Growing pains are harmless, but leg pain in children can occasionally signal a more serious condition. The following features are not consistent with growing pains and deserve medical evaluation:

  • Pain in the morning or with activity. This pattern can point to inflammatory arthritis or an overuse injury.
  • Joint swelling, stiffness, or redness. Growing pains affect muscles between joints, not the joints themselves.
  • Limping or refusal to bear weight. A child with growing pains walks normally between episodes.
  • Pain that limits daily activities or sports. True growing pains don’t stop a child from doing what they normally do.
  • Pain that is constant or steadily worsening.
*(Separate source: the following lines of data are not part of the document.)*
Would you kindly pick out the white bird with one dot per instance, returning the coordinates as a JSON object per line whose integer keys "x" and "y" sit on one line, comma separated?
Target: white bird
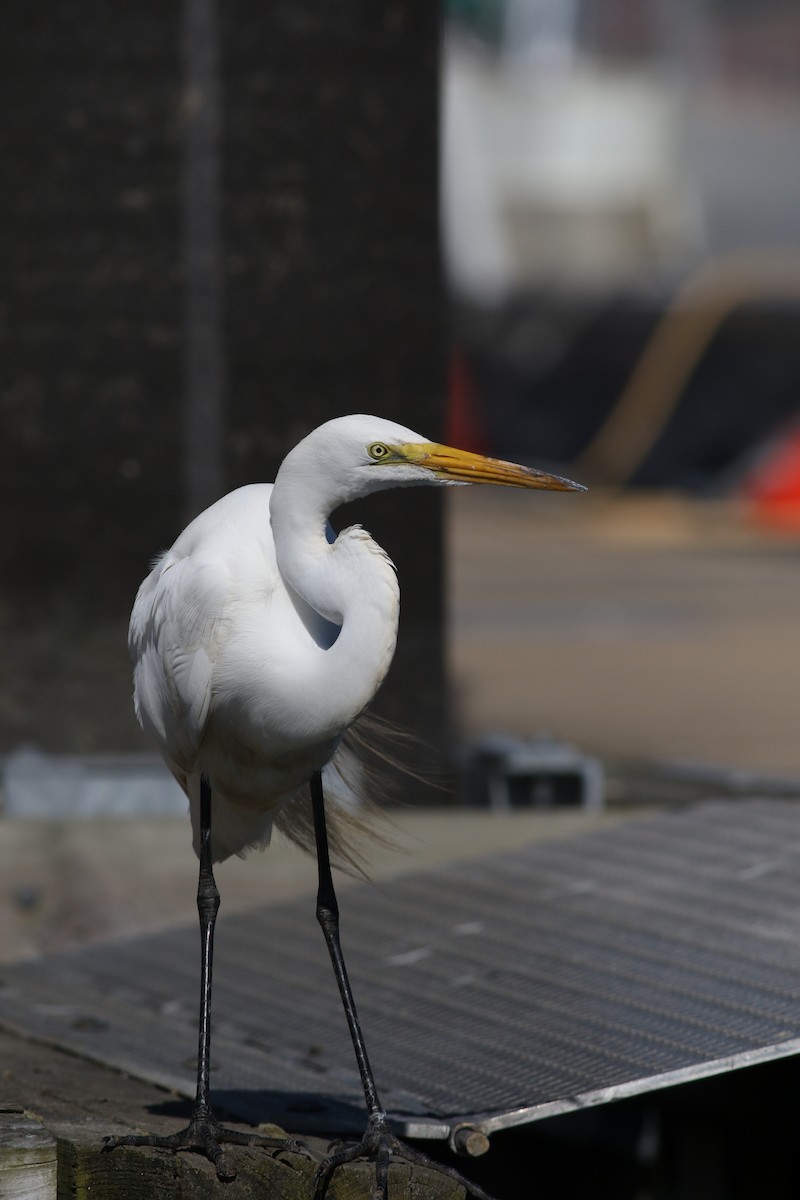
{"x": 257, "y": 641}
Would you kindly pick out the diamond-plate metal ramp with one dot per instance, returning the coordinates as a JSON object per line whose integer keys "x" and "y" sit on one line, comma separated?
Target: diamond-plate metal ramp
{"x": 492, "y": 993}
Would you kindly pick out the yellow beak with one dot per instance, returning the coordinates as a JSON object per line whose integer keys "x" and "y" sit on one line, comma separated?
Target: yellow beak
{"x": 464, "y": 467}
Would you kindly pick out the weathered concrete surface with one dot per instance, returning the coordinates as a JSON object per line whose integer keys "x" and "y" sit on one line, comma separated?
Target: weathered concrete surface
{"x": 636, "y": 627}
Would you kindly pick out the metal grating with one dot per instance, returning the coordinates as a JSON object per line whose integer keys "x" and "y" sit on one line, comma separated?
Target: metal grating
{"x": 492, "y": 993}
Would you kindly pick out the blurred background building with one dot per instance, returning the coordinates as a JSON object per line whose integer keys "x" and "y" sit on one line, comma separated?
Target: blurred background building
{"x": 605, "y": 162}
{"x": 204, "y": 256}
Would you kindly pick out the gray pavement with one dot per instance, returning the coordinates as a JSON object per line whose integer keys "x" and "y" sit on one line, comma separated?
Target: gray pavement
{"x": 638, "y": 628}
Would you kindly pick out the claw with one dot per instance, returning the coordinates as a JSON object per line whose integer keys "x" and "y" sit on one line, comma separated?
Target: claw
{"x": 204, "y": 1135}
{"x": 379, "y": 1145}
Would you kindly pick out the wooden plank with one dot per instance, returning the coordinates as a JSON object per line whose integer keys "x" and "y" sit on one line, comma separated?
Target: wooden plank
{"x": 28, "y": 1158}
{"x": 76, "y": 1103}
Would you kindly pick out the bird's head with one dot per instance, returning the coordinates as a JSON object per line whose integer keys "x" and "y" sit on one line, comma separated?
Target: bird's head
{"x": 368, "y": 454}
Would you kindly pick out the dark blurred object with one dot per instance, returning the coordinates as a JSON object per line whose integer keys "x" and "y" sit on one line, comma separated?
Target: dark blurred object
{"x": 501, "y": 772}
{"x": 547, "y": 375}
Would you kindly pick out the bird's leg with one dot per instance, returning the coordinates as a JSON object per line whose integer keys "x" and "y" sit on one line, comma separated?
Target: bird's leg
{"x": 378, "y": 1144}
{"x": 204, "y": 1134}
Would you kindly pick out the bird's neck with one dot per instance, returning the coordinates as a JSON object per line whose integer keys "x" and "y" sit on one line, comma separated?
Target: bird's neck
{"x": 352, "y": 583}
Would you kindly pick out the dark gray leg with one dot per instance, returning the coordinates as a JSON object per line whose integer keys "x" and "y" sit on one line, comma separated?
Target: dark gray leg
{"x": 204, "y": 1134}
{"x": 378, "y": 1143}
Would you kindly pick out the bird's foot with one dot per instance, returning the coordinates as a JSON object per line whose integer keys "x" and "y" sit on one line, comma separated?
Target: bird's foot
{"x": 205, "y": 1135}
{"x": 380, "y": 1145}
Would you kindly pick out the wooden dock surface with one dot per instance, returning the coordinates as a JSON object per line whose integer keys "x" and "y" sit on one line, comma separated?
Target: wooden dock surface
{"x": 56, "y": 1108}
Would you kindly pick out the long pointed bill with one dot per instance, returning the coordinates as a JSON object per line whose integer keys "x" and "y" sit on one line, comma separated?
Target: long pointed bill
{"x": 463, "y": 467}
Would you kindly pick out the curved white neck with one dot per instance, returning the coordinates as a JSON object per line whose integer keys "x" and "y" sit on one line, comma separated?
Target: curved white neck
{"x": 350, "y": 582}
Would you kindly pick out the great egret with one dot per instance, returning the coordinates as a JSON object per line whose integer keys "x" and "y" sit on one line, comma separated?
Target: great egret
{"x": 257, "y": 641}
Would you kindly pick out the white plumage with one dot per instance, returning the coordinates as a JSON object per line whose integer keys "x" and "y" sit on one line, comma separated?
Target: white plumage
{"x": 257, "y": 642}
{"x": 260, "y": 636}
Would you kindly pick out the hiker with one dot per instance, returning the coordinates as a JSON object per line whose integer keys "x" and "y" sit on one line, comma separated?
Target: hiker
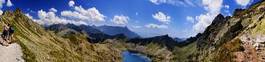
{"x": 5, "y": 33}
{"x": 11, "y": 32}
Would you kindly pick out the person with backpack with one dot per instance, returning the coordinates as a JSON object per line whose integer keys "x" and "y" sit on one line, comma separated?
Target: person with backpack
{"x": 11, "y": 31}
{"x": 5, "y": 33}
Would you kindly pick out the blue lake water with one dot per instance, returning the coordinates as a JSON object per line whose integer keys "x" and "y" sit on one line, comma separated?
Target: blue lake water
{"x": 134, "y": 57}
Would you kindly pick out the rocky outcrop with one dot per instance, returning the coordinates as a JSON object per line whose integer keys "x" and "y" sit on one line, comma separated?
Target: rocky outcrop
{"x": 236, "y": 38}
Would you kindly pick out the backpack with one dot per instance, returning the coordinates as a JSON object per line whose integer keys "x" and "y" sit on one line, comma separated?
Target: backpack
{"x": 11, "y": 30}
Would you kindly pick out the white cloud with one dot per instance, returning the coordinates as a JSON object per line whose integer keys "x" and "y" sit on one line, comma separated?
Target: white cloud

Growing pains are intermittent by definition.
  • Fever, weight loss, fatigue, or loss of appetite. These systemic symptoms can indicate infections or, rarely, conditions like leukemia.
  • Pain isolated to one specific spot. Focal tenderness in one area may suggest a bone infection or a bone lesion.

How Long Growing Pains Last

Growing pains can come and go for years, which understandably worries some parents. But they resolve completely once a child reaches skeletal maturity, the point at which the bones stop growing, typically in the mid-to-late teenage years. They don’t cause any lasting damage, don’t affect how bones or muscles develop, and don’t lead to arthritis or other problems later in life. For most children, the episodes become less frequent well before adolescence ends.